Леня, казалось, пребывал еще в своих мечтах.
— Какие арбузы?.. А-а… Так то ж Лапорела.
— Как-как?
— Лапорелой называют, хотя и мужик, а не девка. А как по паспорту, кто его знает. Парень — жох. Говорят, все перебрал: и в милиции служил, и собачником с будкой ездил, и в рыбаках ходил, даже цветами торговал, теперь вот за арбузы взялся. Но тут выгода большая. Их там в артели пять или шесть человек, в Архангельск и в Мурманск арбузы возят, по восемь — десять тысяч за сезон каждый имеет… А сколько там работы: вспахали, посеяли, поливай и сторожи, чтобы не украли. Потом с колхозом за землю и воду рассчитались, денег полные карманы, всю зиму гуляй — не хочу. Лафа!
— И давно он здесь подвизается, ваш Лапорела?
— Точно не скажу. Года три или четыре будет, раньше его не было. Не местный, нет.
— Чтобы охранять баштан, без ружья не обойтись. У него, наверное, есть?
— А вы что, по арбузы собираетесь? — засмеялся Леня.
— Да как сказать… — ушел от ответа Коваль.
— Он такой, что и кулаками отобьется. Дядька крепкий. Еще и волкодава держит. Так что близко к бахче не подходи.
— А какой из себя этот Лапорела? Белявый, чернявый?
Леня пожал плечами:
— Кто его знает. Я в лицо не видел. От людей слышал. Назвал его какой-то дачник Лапорелой — так весь колхоз смеялся.
— А-а… — протянул Коваль. — А что говорят люди об убийстве Чайкуна?

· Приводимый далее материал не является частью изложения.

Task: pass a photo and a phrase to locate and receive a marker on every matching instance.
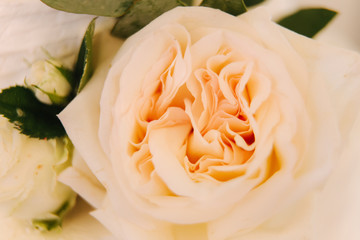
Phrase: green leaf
(84, 65)
(68, 75)
(233, 7)
(250, 3)
(142, 13)
(308, 22)
(30, 116)
(110, 8)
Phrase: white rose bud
(29, 189)
(48, 82)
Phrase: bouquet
(176, 120)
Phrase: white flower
(28, 177)
(48, 82)
(213, 124)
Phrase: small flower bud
(48, 82)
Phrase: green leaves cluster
(308, 22)
(39, 120)
(135, 14)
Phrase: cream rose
(211, 124)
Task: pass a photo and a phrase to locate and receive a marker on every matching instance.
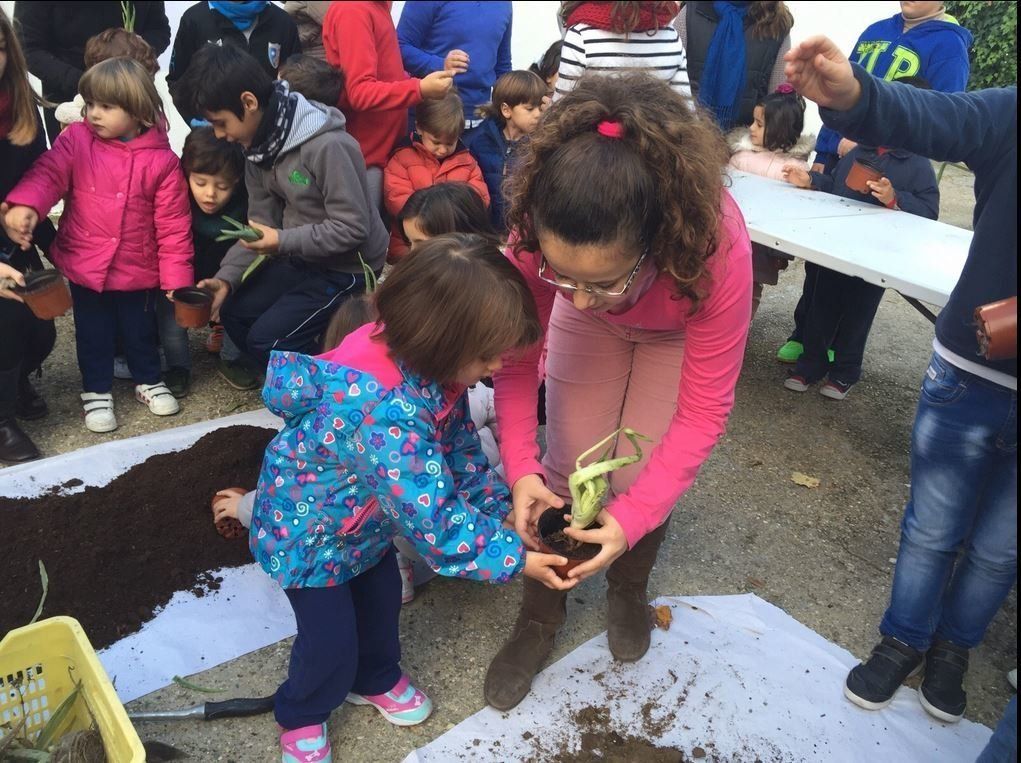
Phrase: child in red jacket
(432, 154)
(359, 39)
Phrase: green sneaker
(178, 380)
(791, 350)
(238, 374)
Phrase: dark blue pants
(102, 317)
(285, 305)
(347, 640)
(838, 317)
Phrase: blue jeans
(173, 337)
(347, 640)
(1003, 747)
(963, 498)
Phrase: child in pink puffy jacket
(771, 141)
(125, 233)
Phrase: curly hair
(659, 186)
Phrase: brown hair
(124, 83)
(454, 300)
(514, 88)
(769, 20)
(25, 118)
(206, 154)
(118, 43)
(313, 78)
(444, 117)
(625, 14)
(659, 186)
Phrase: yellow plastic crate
(39, 666)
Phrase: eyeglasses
(568, 286)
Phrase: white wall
(535, 28)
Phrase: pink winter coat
(749, 158)
(127, 219)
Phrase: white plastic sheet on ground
(190, 633)
(734, 675)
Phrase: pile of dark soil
(113, 554)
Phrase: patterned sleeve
(407, 465)
(477, 482)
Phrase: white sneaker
(159, 399)
(99, 412)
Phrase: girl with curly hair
(639, 261)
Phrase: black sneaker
(872, 684)
(178, 380)
(942, 693)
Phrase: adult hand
(456, 61)
(531, 497)
(8, 275)
(844, 147)
(19, 222)
(221, 289)
(822, 74)
(265, 245)
(796, 175)
(540, 567)
(882, 189)
(436, 85)
(611, 536)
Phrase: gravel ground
(824, 555)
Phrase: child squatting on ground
(124, 235)
(378, 443)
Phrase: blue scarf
(723, 77)
(243, 14)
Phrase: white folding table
(920, 258)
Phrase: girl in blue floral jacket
(378, 441)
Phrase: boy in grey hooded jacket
(308, 198)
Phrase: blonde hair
(25, 117)
(126, 84)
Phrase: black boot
(31, 404)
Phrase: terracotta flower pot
(229, 527)
(861, 173)
(550, 523)
(192, 306)
(997, 329)
(46, 294)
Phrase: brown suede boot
(509, 676)
(627, 600)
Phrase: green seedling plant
(238, 231)
(589, 485)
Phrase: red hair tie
(610, 129)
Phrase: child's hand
(19, 222)
(796, 175)
(265, 245)
(540, 567)
(844, 147)
(7, 276)
(611, 536)
(456, 61)
(882, 189)
(221, 289)
(531, 498)
(436, 85)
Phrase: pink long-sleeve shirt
(714, 348)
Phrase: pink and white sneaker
(403, 705)
(305, 745)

— Да всякое болтают. Язык — он ведь без костей. — Лене явно не хотелось об этом говорить.
— Вот и я слышал всякое.
— Милиция разберется. Хотя на моей памяти два инспектора в одну ночь как в воду канули, до сих пор никто ничего не знает. А прошло чуть ли не десять лет.
Коваль вспомнил, что и в самом деле, когда он работал еще в областном управлении внутренних дел, было сообщение о таком происшествии на Днепре. Кого-то из уголовного розыска даже с работы сняли тогда за поверхностное расследование.
— Тринадцать лет прошло.
— Может, и тринадцать, — согласился Леня.
— А с вашими инспекторами были у него стычки?
— У кого?
— У Чайкуна.
— Еще какие!
— Ловили его?
— Штрафовали.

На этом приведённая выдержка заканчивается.